贈与税の暦年課税では税率変更がありました。税率は一般税率と特例税率とに分かれることになっています。特例贈与財産と一般贈与財産の両方を贈与された場合についてみていきましょう。

1.特例税率の対象となる受贈者

贈与者から財産の贈与を受けた人で暦年課税を適用する人のうち、父母や祖父母などの直系尊属から贈与を受けた人のうち、贈与を受けた年の1月1日において、20歳以上の人は特例税率を用いて贈与税を計算します。

特例税率の方が一般税率よりも低く設定されています。最高税率は4500万以上の贈与を受けた場合の55%で、一般税率も特例税率も同じですが、それまでの税率は特例税率の方が低く設定されています。特例税率の適用がある財産を特例贈与財産、それ以外の財産を一般贈与財産と呼んでいます。直系尊属からの贈与を活性化させるために特例税率は設けられています。

2.暦年贈与課税では基礎控除は110万で節税

暦年贈与課税では基礎控除は110万となっています。ですから、110万以下の贈与財産の場合は、受贈者に贈与税がかからないということになります。このことから、相続税の節税対策の一つとして、毎年子に110万以下の財産を贈与していき、相続時の財産の額を減らし、相続税額を減らす節税ができます。

3.相続開始前3年以内の贈与は節税にならない

110万以下の贈与なら贈与税はかかりません。ですが被相続人の相続開始3年前、つまり被相続人が死亡する日以前3年前から死亡日までの間に、被相続人から、贈与があったとします。この時期にあった贈与は相続とみなされます。ですから相続税が課税されます。そういう意味でも、節税対策としての贈与は早い方がいいということになります。

4.110万以上の贈与なら、相続税の方が節税になる

暦年贈与の基礎控除額である110万よりも贈与額が大きい場合、暦年贈与税率がかかります。この時の暦年贈与税率は、一般税率と特例税率なのですが、これらの税率で課税させると、相続税を課税させたときよりも、納税者は少ない財産の取得なのに、税金を支払わないといけないという事が起こってきます。

5.贈与税率のほうが相続税率よりも高い

相続税では1000万の課税標準に対して10%の相続税なのに対し、贈与税では1000万の課税標準では40%の贈与税がかかってしまいます。税率20%の場合、相続税では課税標準が3000万円超え5000万円以下なのに対して、贈与税では300万超え400万以下で20%の税率が課税されてしまいます。贈与税率を適用させずに、相続税を適用させるというシステムが贈与税にはあります。これが贈与税の相続時精算課税です。贈与受けた年の贈与税の申告時に相続時精算課税選択届出書を提出する必要があります。

6.相続時精算課税の税率は一律20%

相続時精算課税の特典は特別控除額があることです。この額は一人の一生の間に2,500万の控除額が使えます。つまり、一生の間に相続時精算課税での贈与額が2,500万円までなら非課税ということになります。10年間という期間に相続時精算課税を適用した場合に、毎年500万ずつ贈与を受けたとします。

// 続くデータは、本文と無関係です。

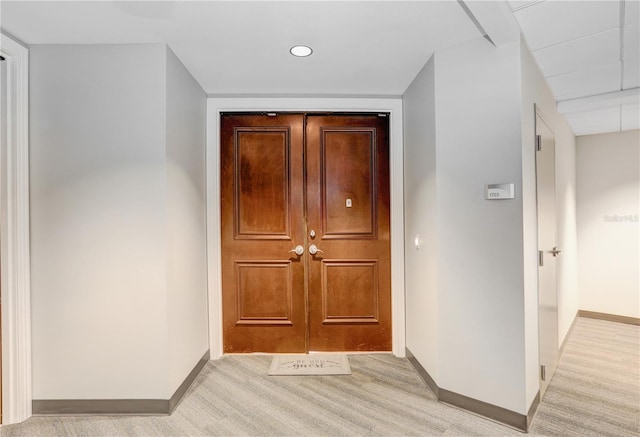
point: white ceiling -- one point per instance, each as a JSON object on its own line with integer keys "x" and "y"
{"x": 239, "y": 47}
{"x": 589, "y": 52}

この場合6年目からは控除額2500万が0円になり、控除額0円となるので、贈与額500万に対して20%の税率がかかるということになります。それでも本来の贈与税率だと30%なのでまだ節税効果があります。つまり相続時精算課税を適用し、控除限度額の2500万を使い果たしてしまった後、300万以下の贈与をする場合は、相続時精算課税が本来の贈与よりも不利になるという状況が生じてきます。

本来の暦年贈与課税では200万超え300万以下では15%の税率だからです。ここで相続時精算課税を選択していると20%の税率がかかるからです。また200万の贈与があった場合は暦年課税なら200万の贈与の場合は10%の税率になるのに、相続時精算課税では一律税率である20%の贈与税率が課税されるということになります。

7.相続時精算課税を適用すると戻せない

相続時精算課税を一度選択してしまうと、暦年課税に戻すということはできません。また相続時精算課税で課税されたとしても、その財産は、贈与者が死亡したときの相続財産として、相続人の相続税の計算方式による相続税分だけが徴収され、相続時精算課税を選択した贈与財産については、相続税の課税価格に組み込まれて相続税Aが計算されるものの、贈与発生年度で支払った相続時精算課税で課税された20%部分の税額と相続税Aとの差額があった場合は還付されることになります。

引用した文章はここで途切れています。